1 cup
pecan halves
2 ½
cups all-purpose flour
1 ¼
teaspoons baking powder
¾
teaspoon baking soda
1
teaspoon ground cinnamon
¾
teaspoon salt
1/8
teaspoon ground nutmeg
Pinch
ground cloves
1 ½
cups (about 3 large) mashed very ripe bananas
½ cup
buttermilk or sour milk (1/4 cup milk plus 1 teaspoon vinegar or fresh lemon
juice)
1
teaspoon vanilla extract
½ cup
butter, softened (no substitutes)
¾ cup
packed brown sugar
½ cup
granulated sugar
3
large eggs, at room temperature
SMASH |
Heat oven to 350F. Grease and flour a 9x5x3-inch loaf pan.
Pulse nuts in food processor until coarsely chopped. (Some will be finely
chopped; some will be larger chopped pieces.) Set aside.

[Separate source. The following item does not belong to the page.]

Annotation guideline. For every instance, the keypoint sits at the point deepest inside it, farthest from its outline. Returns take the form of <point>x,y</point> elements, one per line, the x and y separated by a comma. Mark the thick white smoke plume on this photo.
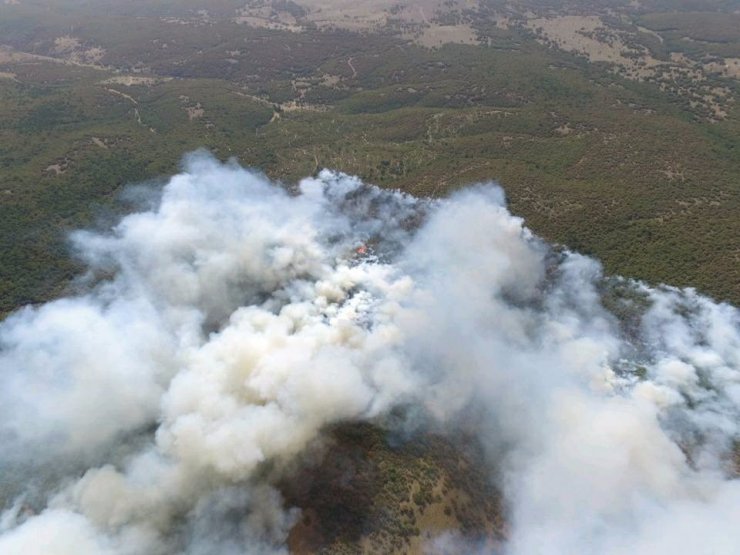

Whisk together flour, baking powder, baking soda, cinnamon,
salt, nutmeg and cloves in a medium bowl.
Whisking dry ingredients: messy, but fun! |
Combine bananas, buttermilk and
vanilla in another bowl.
Beat butter and sugars in a large mixer bowl at medium-high
speed 5 minutes, until light and fluffy. Add eggs one at a time, beating 30
seconds to 1 minute after each addition, until combined.
Three bowls of schtuff total. |
Reduce speed to
medium-low; gradually beat in half the flour mixture, just until combined. Beat
in half the banana mixture, just until combined. Repeat with remaining flour
and banana mixtures. Fold in nuts.
Scrape batter evenly into the prepared pan.
I was seriously skeptical that all of this batter would fit in the loaf pan. |
But I'll be damned! |
Bake 70 to 72
minutes, until a toothpick inserted in to the center comes out almost clean
(moist crumbs are okay). Cool loaf in pan 5 minutes. Cut around sides of pan to
loosen; unmold bread onto a wire rack, turning top side up, and cool completely.
If desired, wrap well in plastic wrap and store at room temperature overnight.
Hot and ready! |
My Rating: 4/5 "Great flavor! It rises really nicely and maintains a moist and tasty interior. The spices combine quite deliciously with the banana flavor and the sugars. Overall, a nice treat!"